There are nine different classes into which a genetic mutation can be classified. There are 3321 different identifiers in the training set, containing 264 different gene expressions and 2996 different mutation variations. The test sample contains 70% more data. A big part of the problem is to teach an ML model how to "read" medical literature and classify the given Gene and Variation into 1 out of 9 classes.

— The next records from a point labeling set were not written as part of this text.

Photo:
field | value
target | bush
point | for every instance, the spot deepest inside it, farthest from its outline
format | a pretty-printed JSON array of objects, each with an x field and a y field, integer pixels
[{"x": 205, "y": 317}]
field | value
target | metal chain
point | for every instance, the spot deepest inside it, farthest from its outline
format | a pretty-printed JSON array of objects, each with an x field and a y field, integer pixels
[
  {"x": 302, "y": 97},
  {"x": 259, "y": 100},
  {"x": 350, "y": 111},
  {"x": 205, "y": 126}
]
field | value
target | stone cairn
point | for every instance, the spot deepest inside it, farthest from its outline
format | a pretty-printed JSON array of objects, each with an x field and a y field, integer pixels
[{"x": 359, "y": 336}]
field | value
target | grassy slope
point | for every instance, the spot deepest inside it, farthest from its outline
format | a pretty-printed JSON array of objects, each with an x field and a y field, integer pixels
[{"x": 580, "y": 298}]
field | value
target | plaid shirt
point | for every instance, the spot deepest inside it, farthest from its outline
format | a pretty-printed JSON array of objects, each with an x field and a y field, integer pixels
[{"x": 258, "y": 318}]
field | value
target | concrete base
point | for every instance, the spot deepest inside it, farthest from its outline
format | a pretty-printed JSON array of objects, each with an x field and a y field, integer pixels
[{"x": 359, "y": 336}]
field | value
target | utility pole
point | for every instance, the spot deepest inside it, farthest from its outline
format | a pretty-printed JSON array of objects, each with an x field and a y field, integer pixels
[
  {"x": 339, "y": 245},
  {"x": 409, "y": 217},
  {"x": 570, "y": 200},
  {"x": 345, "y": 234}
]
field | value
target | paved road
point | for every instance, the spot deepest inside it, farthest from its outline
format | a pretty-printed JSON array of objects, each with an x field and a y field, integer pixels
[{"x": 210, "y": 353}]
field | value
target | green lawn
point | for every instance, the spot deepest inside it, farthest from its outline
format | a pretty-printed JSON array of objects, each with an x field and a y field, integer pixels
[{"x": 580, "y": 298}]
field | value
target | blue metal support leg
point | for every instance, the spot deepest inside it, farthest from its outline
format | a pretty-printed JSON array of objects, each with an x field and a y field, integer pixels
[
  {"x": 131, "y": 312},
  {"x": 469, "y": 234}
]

The training model is based on the LSTM with pre-trained word2vec embedding in Keras. Word2Vec is one of the most popular technique to learn word embedding using shallow neural network. It was developed by Tomas Mikolov in 2013 [1]. An embedding is a mapping from discrete objects, such as words, to vectors of real numbers. Embedding are important for input to machine learning. Classifiers, and neural networks more generally, work on vectors of real numbers. They train best on dense vectors, where all values contribute to define an object. However, many important inputs to machine learning, such as words of text, do not have a natural vector representation. Embedding functions are the standard and effective way to transform such discrete input objects into useful continuous vectors.

The results of the quick LSTM are promising. On the first try with no hyper parameter search, 6th epoch, max sequence length cut down to a measly 2000 (longest text has 77000+ words), we get the best log loss so far of around 1.4. The results are still not very good though. One way to explain this is that there is a lot of information loss from just getting the mean of all word vectors of the document. Further tuning of the LSTM will likely produce better results.